Figure Out Your Intentions
It may not seem that important, but you should know why you’re getting into angel investing. Is it because you really believe in an idea? Or, is it altruistic in that you want to give startups a chance to reach their potential? Is it because you want a new avenue to park—and grow—your money? Whatever your reasons, be sure about them. It will help manage your expectations and allow you to begin angel investing with your eyes wide open.
Study the Business Model
Make sure that you familiarize yourself with the business model of the startup you’re looking to finance. It should make sense to you, have a clear objective about its mission, and be something you can get behind.

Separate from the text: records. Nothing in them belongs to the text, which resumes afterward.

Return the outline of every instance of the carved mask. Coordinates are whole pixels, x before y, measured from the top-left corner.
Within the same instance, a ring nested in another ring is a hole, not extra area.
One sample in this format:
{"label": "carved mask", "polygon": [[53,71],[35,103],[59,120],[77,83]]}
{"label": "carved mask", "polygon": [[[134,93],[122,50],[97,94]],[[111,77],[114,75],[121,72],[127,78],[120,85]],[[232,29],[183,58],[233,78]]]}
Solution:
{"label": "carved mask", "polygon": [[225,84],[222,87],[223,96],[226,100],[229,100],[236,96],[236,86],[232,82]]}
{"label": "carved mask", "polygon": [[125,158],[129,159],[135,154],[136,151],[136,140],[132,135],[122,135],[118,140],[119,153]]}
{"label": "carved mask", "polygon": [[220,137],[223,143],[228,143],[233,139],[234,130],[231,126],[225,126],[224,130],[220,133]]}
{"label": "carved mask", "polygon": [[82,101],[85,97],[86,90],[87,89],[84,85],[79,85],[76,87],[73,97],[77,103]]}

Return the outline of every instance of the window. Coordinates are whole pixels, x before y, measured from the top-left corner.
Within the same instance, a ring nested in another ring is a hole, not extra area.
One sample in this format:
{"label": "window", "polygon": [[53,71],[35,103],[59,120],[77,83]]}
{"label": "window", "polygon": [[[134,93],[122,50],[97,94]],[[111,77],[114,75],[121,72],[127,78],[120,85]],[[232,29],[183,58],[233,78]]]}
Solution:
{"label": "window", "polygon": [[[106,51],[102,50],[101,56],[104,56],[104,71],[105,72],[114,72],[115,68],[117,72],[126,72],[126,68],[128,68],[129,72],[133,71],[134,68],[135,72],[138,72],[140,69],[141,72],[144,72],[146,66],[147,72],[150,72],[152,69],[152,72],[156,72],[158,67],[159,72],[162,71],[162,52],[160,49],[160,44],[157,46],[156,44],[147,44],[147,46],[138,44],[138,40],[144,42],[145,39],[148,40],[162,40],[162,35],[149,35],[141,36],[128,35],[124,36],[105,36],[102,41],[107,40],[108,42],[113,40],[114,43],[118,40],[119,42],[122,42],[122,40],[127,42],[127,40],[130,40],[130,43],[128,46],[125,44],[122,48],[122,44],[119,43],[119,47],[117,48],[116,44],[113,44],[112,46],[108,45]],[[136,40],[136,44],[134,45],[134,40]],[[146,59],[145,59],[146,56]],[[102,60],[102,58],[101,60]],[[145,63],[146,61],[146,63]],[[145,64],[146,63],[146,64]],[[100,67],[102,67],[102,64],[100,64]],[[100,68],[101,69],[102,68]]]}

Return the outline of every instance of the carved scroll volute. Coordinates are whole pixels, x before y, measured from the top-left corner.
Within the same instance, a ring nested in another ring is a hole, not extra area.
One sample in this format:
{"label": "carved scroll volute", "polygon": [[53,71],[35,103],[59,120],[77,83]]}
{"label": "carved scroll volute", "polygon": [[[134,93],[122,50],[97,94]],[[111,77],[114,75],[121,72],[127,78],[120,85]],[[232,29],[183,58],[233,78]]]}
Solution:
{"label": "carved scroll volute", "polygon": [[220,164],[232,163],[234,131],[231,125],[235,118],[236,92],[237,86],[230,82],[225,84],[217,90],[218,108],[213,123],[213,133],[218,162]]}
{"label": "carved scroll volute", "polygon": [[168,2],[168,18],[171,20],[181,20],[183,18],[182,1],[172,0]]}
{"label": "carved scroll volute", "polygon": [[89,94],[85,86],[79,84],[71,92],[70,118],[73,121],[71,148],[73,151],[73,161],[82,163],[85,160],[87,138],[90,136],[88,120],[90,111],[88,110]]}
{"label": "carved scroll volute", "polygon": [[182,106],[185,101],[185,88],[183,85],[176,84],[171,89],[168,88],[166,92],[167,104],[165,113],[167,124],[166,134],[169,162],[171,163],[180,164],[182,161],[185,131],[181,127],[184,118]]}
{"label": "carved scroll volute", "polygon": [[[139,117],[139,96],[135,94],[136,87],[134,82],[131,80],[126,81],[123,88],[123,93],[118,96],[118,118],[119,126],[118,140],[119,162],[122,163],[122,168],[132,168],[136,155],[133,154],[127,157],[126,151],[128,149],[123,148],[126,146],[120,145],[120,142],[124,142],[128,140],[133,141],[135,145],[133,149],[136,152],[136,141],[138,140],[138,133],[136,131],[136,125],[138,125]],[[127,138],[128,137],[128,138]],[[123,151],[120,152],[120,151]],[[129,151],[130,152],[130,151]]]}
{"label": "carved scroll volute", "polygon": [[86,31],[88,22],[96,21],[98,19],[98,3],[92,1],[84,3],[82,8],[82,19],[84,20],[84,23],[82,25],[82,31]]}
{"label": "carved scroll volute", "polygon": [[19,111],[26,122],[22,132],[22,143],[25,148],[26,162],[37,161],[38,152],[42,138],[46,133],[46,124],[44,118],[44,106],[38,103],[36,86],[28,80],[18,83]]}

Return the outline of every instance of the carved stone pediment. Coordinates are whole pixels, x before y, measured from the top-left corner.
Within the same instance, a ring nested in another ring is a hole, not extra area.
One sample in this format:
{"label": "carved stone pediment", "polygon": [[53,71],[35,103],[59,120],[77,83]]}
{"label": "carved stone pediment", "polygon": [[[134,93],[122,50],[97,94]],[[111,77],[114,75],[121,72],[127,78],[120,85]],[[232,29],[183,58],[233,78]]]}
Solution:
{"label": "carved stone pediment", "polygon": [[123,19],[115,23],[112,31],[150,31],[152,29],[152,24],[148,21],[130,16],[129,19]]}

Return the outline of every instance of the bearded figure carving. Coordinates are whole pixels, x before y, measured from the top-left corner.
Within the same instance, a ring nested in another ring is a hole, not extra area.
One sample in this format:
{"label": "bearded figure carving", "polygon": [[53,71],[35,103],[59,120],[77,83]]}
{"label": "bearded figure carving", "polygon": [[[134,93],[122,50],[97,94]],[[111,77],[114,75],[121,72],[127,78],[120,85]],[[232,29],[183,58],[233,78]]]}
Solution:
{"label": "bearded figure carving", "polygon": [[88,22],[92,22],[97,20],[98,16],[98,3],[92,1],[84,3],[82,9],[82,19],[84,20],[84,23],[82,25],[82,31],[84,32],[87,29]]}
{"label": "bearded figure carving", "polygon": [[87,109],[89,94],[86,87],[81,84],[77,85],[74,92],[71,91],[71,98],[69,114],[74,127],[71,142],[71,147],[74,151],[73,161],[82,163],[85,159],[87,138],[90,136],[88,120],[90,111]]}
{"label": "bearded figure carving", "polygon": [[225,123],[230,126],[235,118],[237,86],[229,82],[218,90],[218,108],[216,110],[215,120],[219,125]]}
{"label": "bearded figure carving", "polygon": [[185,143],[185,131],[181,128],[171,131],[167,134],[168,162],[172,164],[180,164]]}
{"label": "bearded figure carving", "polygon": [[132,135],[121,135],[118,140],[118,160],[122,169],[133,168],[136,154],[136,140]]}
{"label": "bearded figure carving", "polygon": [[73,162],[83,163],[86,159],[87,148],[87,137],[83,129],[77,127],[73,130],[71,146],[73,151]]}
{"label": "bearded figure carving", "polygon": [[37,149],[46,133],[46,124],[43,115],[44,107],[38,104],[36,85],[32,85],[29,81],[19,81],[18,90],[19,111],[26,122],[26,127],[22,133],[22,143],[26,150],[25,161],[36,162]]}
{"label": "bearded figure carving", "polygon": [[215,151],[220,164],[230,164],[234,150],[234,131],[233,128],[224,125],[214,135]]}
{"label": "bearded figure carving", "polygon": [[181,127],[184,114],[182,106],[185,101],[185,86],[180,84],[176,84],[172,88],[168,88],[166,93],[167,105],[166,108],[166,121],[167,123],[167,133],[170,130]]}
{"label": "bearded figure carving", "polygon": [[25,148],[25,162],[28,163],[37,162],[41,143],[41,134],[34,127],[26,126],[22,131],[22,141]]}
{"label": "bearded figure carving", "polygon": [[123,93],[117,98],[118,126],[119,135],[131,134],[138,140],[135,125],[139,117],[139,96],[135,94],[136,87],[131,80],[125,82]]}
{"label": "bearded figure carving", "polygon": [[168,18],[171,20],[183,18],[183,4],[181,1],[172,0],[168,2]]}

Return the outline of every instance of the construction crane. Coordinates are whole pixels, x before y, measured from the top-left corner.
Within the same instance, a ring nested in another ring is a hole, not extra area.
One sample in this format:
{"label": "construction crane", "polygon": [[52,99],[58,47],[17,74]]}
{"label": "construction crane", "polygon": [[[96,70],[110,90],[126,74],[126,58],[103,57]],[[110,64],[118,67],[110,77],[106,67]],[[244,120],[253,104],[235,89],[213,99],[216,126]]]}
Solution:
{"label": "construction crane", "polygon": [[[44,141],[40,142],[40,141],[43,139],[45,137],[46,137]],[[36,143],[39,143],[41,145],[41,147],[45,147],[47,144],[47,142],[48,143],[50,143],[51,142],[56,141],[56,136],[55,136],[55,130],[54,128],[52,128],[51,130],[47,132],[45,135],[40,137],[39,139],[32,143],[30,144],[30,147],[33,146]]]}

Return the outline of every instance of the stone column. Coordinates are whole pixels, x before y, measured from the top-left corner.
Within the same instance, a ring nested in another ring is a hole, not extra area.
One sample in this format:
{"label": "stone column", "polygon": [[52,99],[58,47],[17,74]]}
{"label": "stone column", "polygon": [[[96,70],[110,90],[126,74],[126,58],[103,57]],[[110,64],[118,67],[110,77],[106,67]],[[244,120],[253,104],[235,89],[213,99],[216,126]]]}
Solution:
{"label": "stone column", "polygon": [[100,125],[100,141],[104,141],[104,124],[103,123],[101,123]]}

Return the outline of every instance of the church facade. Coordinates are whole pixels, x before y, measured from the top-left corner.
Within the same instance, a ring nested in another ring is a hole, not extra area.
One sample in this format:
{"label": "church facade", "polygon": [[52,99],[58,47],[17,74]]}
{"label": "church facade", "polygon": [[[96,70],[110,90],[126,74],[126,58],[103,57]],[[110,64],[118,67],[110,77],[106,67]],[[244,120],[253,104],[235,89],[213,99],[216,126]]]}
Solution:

Is this going to be a one-time thing or a regular endeavor? It’s a good idea to know whether you are getting into angel investing as a well-thought-out business plan or whether it will be a one-off case. It will also help startups if they ever think of approaching you in the future. Be clear about your investment goals before diving in.
What the Future Looks Like
Angel investing increased during the COVID-19 pandemic. In the second quarter of 2021, the funds received through angel investing stood at $6.3 billion. The total angel investments for the year were $29.1 billion, 15.2% more than in 2020. 2022 has seen things slow down compared to 2021, but the role of angel investors and the funds they bring continues to be significant. The crowdfunding market in 2021 was valued at $12.27 billion, and this is expected to double by 2027. These figures certainly attest to the fact that angel investing is an opportunity worth exploring.
Give Wings to Your Angel Investing Dreams
Many startups and unicorns bear out the importance and relevance of angel investors in getting an idea off the ground. There were nearly 900 unicorns in 2022 with a combined value of $3.5 trillion. Here are some statistics that will get you even more interested in this field: 43,394 professionals worldwide have listed ‘angel investing’ as a skill on LinkedIn, with a 16 percent year-on-year growth in this number. Emeritus’s six-week Angel Investing program in association with Columbia Business School can help you add your name to this burgeoning roster, and it is the only program of its kind on angel investing. You can learn from academics and practitioners who will take you through methodologies to identify early-stage investment opportunities, partake in discussions and interviews that offer insights into the angel investing universe, and learn how existing angels apply techniques to become successful.
Angel investing is an important avenue to make your funds grow, finance an interesting idea—possibly champion the next big thing—and help get a startup off the ground. Can’t you just imagine that halo around you glowing brighter when you become an angel?